The Hopi and Navajo tribes have won something considerable out of a former coal-fired power plant in Laughlin, Nev., that used to buy their coal: Pollution credits worth perhaps $10 million.
In a reversal of fortune, a California utility could ultimately pay tribes to help create the infrastructure for renewable energy to be sold into California, rather than purchasing less-expensive coal.
California's utility regulators redirected funds from Southern California Edison to local tribes in a Wednesday decision after years of requests by local conservation and tribal groups.
The money comes from tradable credits the utility has been getting for the acid rain it isn't producing at the shuttered coal-fired power plant, Mohave Generating Station.
In other words, it has been accruing allowances to emit sulfur dioxide, a regulated pollutant that other utilities and industries need permission to emit and likely will want to purchase.
The funds will be used to establish a revolving loan fund.
That's a fund estimated at $3.5 million to perhaps $10 million that will be loaned out for renewable energy projects and related infrastructure that benefits the tribes.
The loans are slated to be paid back when energy comes online, and then the money can be loaned out again repeatedly, lasting until perhaps 2026.
This is a major victory for Wahleah Johns, of the Black Mesa Water Coalition, who has been seeking such a decision for seven or eight years, she said.
"I hope it would help to build solar plants on our reservation because we are blessed with good solar," she said. "... If these renewable energy projects are majority-owned by the tribal nations, that can generate revenues for our local economies."
Mohave Generating Station was a coal-fired power plant fed with coal from Navajo and Hopi lands from 1971 to 2005, when owners closed it rather than retrofit it to comply with Clean Air Act requirements.
Tribes formerly used groundwater to feed a slurry line sending coal to Laughlin.
It's a win for tribes that have depleted their groundwater and experienced reduced air quality due to coal-fired power that they have helped supply, said one advocate for the new arrangement.

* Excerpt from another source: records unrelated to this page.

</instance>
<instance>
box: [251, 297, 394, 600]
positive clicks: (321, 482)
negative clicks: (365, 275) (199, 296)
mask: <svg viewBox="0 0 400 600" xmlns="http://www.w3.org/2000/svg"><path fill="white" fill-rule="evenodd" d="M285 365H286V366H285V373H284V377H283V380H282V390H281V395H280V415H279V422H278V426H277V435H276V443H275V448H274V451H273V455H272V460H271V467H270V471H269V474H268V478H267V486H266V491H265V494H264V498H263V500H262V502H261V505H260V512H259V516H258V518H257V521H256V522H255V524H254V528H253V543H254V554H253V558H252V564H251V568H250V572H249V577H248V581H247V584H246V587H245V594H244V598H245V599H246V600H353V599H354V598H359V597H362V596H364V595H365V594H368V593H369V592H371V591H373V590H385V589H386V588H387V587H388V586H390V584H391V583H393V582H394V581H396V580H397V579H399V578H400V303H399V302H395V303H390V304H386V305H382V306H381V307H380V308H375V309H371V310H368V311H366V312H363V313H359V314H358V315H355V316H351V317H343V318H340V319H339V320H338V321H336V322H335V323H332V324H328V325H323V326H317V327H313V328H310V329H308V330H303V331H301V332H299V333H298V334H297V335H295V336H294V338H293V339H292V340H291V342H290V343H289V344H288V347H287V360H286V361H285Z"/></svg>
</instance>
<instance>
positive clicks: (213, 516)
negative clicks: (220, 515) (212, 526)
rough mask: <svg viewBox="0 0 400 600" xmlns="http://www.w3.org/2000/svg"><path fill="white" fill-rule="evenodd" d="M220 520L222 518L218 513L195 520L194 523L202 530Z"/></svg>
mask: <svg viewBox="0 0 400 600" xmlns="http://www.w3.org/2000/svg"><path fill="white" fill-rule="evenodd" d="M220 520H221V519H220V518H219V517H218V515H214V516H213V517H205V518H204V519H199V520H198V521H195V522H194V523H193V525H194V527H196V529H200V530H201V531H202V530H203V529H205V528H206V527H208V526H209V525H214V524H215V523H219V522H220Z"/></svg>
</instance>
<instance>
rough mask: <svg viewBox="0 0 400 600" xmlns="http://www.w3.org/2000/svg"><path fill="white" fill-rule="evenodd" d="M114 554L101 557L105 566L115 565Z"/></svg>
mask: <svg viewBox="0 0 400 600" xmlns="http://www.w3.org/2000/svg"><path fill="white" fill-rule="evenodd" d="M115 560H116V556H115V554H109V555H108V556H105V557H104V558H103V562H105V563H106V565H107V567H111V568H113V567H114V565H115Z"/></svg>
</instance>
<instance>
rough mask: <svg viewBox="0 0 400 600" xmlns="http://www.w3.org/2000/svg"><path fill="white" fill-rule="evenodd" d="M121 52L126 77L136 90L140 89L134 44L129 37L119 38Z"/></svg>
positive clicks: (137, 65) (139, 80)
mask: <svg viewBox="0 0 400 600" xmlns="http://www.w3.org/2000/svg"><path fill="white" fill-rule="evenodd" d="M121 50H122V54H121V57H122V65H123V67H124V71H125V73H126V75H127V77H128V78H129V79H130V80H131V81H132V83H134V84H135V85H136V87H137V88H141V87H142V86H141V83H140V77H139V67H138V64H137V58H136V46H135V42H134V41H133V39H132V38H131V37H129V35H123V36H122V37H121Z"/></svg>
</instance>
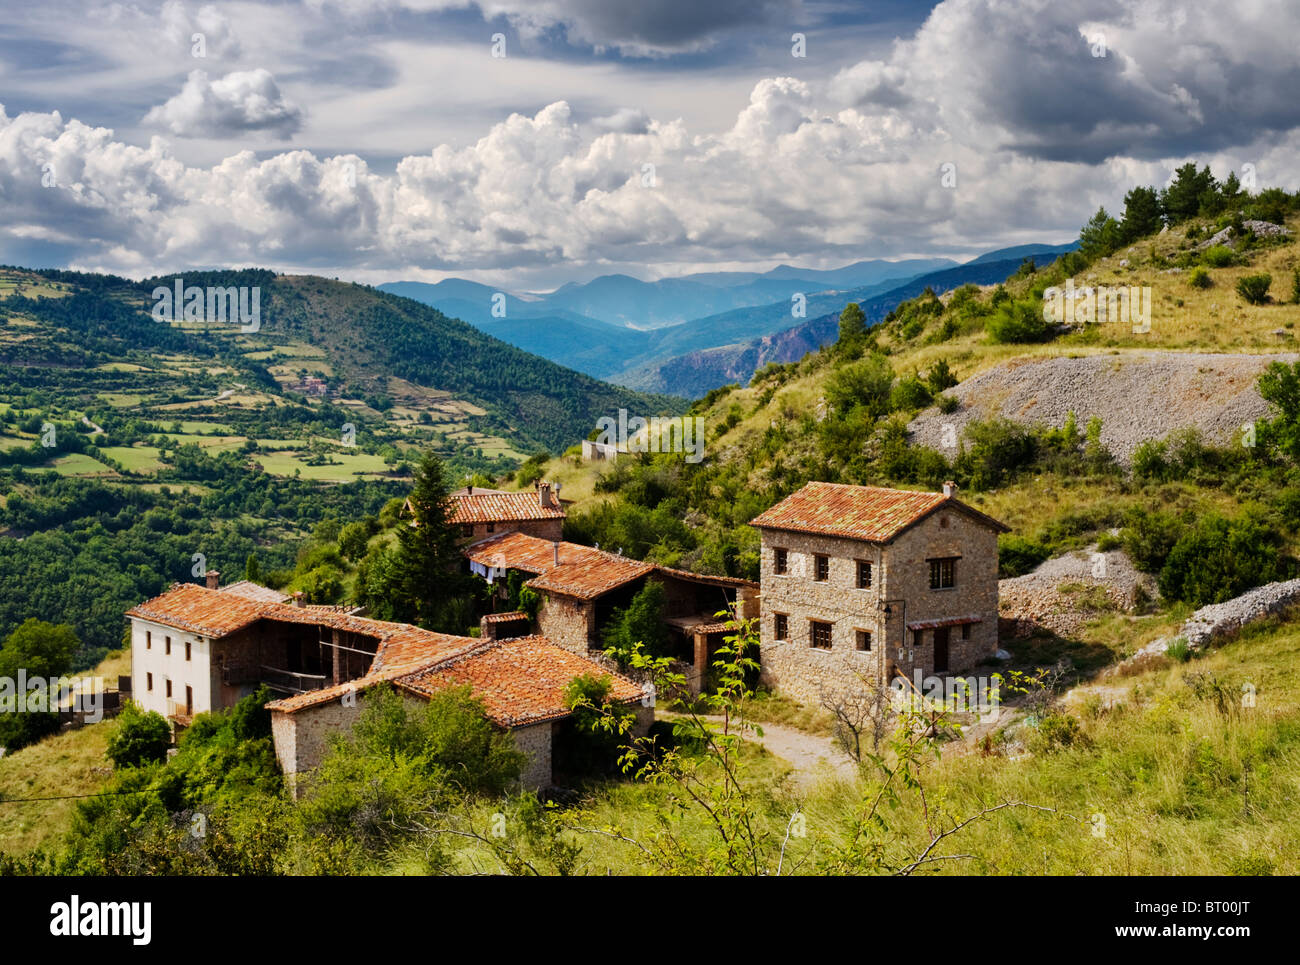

"Today's decision affirms the need to offer some opportunity to those who have sacrificed so much for southern Californians to enjoy decades of cheap power," said Roger Clark of the Flagstaff-based Grand Canyon Trust. "We are humbled to join Navajo and Hopi leaders in celebrating what at long last is an inkling of environmental justice."
A similar sort of arrangement came in 2005, when the Grand Canyon Trust, Salt River Project and Tucson Electric Power established a renewable energy fund as part of a settlement regarding emissions from the coal-fired Springerville Generating Station.
The $2 million spent to date has added hundreds of small solar-energy systems at Navajo and Hopi homes, public buildings and schools, and supported a water- and energy-efficient resource management building at Grand Canyon National Park.
California is likely to have increasing demand for renewable energy if existing legislation remains intact.
That state's legislature passed a bill in 2011 requiring utilities to get one-third of their energy from renewable sources by 2020.
Arizona's Corporation Commission, by comparison, requires utilities to get 15 percent of their energy from renewable sources by 2025 -- a figure the new chairman of the commission proposed in January to leave unchanged.